Li algures que, quando começamos a envelhecer, o nosso interesse por histórias esmorece. Eu ainda me interesso por histórias, mas prefiro as que resistem às explicações e à narrativa. Num destes dias, alguém dizia que um dos motivos pelos quais gostava do Quinteto de Cordas em Dó Maior, de Schubert, se devia ao facto de o compositor não ter deixado qualquer descrição ou explicação desta sua obra. Numa época em que é quase impossível produzir alguma coisa sem fabricarmos uma narrativa explicativa em torno dela, é um prazer que algumas coisas existam apenas, sem que ninguém possa impor-lhes um sentido definitivo.

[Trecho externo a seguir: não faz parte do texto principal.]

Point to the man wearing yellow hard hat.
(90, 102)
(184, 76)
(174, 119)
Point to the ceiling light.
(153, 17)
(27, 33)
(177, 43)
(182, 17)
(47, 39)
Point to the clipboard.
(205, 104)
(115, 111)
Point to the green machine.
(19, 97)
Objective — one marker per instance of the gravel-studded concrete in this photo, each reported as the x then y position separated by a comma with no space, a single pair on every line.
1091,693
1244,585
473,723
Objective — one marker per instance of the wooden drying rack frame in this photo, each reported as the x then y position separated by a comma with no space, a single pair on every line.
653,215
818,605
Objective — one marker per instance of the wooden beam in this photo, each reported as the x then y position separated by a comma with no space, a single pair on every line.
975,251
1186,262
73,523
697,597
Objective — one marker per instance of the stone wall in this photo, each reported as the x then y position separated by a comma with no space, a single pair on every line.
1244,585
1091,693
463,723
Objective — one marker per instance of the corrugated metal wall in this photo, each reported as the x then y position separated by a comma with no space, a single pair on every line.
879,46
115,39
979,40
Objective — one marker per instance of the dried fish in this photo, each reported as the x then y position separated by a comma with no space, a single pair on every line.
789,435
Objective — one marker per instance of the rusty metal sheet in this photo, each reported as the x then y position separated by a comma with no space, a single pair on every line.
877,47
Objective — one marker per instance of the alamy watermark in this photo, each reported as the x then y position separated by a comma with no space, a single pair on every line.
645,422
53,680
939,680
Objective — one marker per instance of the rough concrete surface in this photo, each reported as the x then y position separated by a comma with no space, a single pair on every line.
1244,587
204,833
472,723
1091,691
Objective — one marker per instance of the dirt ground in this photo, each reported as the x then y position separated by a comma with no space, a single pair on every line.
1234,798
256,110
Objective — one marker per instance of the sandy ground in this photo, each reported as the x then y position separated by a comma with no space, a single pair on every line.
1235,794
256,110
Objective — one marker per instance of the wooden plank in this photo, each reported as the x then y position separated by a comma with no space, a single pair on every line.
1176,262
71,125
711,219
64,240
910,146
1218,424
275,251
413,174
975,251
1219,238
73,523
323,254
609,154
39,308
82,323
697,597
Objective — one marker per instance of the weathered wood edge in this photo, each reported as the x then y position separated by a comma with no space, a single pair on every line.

Ainda assim, a propósito deste quinteto de Schubert, conta-se uma história sobre uma das vezes em que o violoncelista Mstislav Rostropovitch o gravou, em colaboração com um quarteto, num estúdio perto de um lago. Ao fim do dia, insatisfeitos com o modo como a sessão decorria, os músicos decidiram sair do estúdio para desanuviarem. Terminado o passeio naquela paisagem tão agradável, regressaram, sentaram-se e gravaram. Correu tudo tão bem, que o disco ficou assim. Tinham-se livrado das histórias.